Ghebre E. Tzeghai, Ph.D 1984, NAE 2014

An alumnus of the Pfeffer-Weinbaum Biomedical applications in chemical engineering group, Gabe joined Proctor & Gamble and rapidly rose to global executive and senior scientist of R&D, holistic innovation and business development and later to Chief Executive Officer at Summit Innovation Labs (SIL). Gabe has focused on inventing and commercializing technologies such as for oral health care and personal hyghene that improved the lives of consumers world wide.

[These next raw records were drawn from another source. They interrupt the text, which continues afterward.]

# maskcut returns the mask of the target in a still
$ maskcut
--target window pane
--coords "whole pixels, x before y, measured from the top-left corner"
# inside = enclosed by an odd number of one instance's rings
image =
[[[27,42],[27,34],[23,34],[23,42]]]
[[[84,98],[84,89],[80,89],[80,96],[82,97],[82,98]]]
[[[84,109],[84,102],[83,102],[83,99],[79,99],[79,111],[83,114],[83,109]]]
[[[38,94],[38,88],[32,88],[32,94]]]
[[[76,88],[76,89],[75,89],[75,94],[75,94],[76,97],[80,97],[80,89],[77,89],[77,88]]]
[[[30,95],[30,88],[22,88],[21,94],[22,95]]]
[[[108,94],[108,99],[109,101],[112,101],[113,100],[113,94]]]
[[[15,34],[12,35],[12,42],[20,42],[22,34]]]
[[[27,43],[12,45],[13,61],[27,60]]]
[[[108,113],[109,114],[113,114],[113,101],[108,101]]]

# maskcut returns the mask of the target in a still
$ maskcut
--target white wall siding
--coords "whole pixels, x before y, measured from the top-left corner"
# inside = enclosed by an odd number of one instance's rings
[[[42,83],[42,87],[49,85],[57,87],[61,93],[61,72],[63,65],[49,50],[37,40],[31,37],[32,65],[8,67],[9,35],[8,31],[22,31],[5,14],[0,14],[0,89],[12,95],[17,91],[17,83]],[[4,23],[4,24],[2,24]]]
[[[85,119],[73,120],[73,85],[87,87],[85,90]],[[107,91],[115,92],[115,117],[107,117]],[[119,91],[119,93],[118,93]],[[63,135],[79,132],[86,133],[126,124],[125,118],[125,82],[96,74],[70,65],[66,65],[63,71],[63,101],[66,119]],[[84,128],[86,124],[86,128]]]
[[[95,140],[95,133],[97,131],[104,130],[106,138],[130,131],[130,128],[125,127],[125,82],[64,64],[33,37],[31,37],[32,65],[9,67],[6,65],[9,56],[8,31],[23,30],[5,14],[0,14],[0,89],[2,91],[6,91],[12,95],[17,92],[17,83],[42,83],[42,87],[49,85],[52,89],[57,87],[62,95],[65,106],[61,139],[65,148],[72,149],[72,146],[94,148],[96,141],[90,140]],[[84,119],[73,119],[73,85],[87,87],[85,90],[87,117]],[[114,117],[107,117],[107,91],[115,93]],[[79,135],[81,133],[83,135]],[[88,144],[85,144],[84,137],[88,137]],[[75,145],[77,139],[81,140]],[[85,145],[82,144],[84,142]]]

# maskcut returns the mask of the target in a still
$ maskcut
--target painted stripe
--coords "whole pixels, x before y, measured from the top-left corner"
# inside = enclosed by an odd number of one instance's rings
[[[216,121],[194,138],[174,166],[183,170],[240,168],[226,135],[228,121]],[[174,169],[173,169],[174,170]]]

His current mission at SIL is to help move current health care from treatment of symptoms after diseases have started to true holistic prevention and are initially focused against the causes of key cardiovascular diseases, diabetes and arthritis.

Kathleen Stebe

Kathleen (Kate) Stebe, Ph.D 1989, NAE 2021

Kate, an alumna of the Maldarelli group at the Levich Institute, is a faculty member in the Department of Chemical and Biomolecular Engineering at the University of Pennsylvania (U Penn) in Philadelphia, where she is the Richer & Elizabeth Goodwin Professor of Engineering and Applied Science; she has also served as Deputy Dean for Research. Prior to her appointments at U Penn, Kate was in the Department of Chemical Engineering at Johns Hopkins University (JHU), where she served as the Chair. Kate’s research focuses on soft matter physics, particularly at fluid interfaces. She has investigated the dynamics of adsorption of surface-active molecules at interfaces and its influence on interfacial flows. More recently, Kate’s research has focused on the interaction and directed (robotic) assembly of colloids and bacteria at an interface, and the behavior of colloids in liquid crystalline phases. Kate’s election to the NAE cites her “contributions to understanding of nonequilibrium processes at soft matter interfaces and its impact on new technologies.”